GENEL KURUL KONUŞMASI
Konu: İçişleri Bakanı Süleyman Soylu'nun (11/18) esas numaralı Gensoru Önergesi üzerinde Hükûmet adına yaptığı konuşması sırasında Cumhuriyet Halk Partisine ve Cumhuriyet Halk Partisi Grup Başkanına sataşması nedeniyle konuşması
Yasama Yılı:3
Birleşim:45
Tarih:22.12.2017

ENGİN ALTAY (İstanbul) - Teşekkür ederim.

Sayın Başkan, sayın milletvekilleri; Genel Kurulu saygıyla selamlıyorum.

Şimdi, en başından beri bir şey söyledik: 200 küsur belediyemiz var, hepsine müfettiş gönderebilirsiniz, hepsiyle ilgili idari soruşturma açabilirsiniz. Bulduğunuz işleri yargıya taşıyabilirsiniz. Bunlarda bir sorun yok ama...

SALİH CORA (Trabzon) - Ama açığa alınamaz öyle mi?

ENGİN ALTAY (Devamla) - Açığa da alınabilir belediye başkanı, öyle şeyler tespit edersiniz ki açığa alırsınız.

Şimdi, daha önce, yani, soruşturma izni verilen ama bir şey çıkmayan, verilmeyen, takipsizlik kararı verilen, soruşturma izni verilmeyen hususlara Danıştaya yapılan itirazlarla dolu bir süreç var.

SALİH CORA (Trabzon) - Hâlen devam eden davalar var.
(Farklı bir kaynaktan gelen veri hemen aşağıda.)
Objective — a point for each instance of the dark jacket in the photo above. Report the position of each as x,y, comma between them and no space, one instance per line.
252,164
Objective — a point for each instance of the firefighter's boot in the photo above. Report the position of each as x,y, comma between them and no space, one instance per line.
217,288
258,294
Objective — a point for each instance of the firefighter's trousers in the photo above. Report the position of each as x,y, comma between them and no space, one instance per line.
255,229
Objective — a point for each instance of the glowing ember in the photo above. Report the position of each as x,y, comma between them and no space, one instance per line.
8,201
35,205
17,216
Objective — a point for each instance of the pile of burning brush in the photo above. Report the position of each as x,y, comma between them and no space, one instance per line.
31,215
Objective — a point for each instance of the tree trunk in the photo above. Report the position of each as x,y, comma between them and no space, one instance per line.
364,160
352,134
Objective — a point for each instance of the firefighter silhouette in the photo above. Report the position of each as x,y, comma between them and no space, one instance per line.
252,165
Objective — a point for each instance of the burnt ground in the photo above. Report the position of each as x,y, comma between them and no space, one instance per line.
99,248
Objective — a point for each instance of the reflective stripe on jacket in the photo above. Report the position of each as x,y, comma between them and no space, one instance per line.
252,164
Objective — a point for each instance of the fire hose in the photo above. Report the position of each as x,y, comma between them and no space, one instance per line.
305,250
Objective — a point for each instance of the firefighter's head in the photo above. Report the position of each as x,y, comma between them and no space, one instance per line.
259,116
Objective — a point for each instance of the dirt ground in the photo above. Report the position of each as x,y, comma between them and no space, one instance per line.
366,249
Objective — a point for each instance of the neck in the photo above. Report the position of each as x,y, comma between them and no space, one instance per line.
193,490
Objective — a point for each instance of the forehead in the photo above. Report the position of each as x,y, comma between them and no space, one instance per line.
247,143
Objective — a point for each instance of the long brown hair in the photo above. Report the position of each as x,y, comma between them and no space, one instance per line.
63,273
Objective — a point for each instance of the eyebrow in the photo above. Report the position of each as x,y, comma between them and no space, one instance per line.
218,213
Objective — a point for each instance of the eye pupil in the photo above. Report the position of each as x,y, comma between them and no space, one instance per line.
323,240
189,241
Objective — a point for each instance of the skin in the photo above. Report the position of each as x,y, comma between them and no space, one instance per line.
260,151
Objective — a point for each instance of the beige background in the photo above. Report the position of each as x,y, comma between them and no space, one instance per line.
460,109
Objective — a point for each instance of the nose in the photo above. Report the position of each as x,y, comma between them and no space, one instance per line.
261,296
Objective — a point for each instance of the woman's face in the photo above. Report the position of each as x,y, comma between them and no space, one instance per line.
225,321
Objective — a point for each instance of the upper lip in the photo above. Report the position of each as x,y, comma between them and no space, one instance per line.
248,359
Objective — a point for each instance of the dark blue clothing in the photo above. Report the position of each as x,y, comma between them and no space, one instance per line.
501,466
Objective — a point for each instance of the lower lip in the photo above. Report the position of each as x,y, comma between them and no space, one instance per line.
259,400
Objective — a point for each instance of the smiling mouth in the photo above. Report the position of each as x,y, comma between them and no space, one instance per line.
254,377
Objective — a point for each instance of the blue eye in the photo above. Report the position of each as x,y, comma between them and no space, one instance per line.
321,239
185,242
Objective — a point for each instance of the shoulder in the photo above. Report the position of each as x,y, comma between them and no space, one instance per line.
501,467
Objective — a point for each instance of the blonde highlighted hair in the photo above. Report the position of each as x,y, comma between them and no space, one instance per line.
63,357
ENGİN ALTAY (Devamla) - Sayın Bakan, ben size dedim ki: İki tane yürüyen mahkeme var. Biz "İki tane mahkeme yok." demedik. Ben burada söyledim, iyi hatırlıyorum, burada söyledim ben, açın tutanaklara bakın.

Şimdi, bir gerçek var: Söylediğiniz iddialarda somut ben hâlen bir şey göremedim. Kat karşılığı verilmiş, birileri yer yapmış, bunun içinde TOKİ var, TOKİ'nin yaptığı işler var. "O okula belediye ruhsat vermedi." "Ceza kesmiş, cezayı mahkeme bozmuş." Ben bir şey anlamıyorum. Ben bir çağrıda bulundum, AK PARTİ'ye mensup üç milletvekili İçişleri Bakanlığının evrakını alsın, samimiyetle, iyi niyetle incelesin. Evet bu hâl belediye başkanını görevden uzaklaştırmayı gerektiren bir hâlse ben de onlara katılacağım dedim, bir. Bir bakanlık görevden uzaklaştırdığı bir belediyeyle ilgili üç defa internet sitesinden basına bilgilendirme yapıyorsa bir eksiği vardır, eksiğini kapatmak için basın bilgilendirmesini sürekli tazeledi. Niye? Mevcut evrakla yapılacak bir şey yok. Sonra ne eklediler biliyor musunuz üçüncü bildiride? Biz de takip ediyoruz.

(Mikrofon otomatik cihaz tarafından kapatıldı)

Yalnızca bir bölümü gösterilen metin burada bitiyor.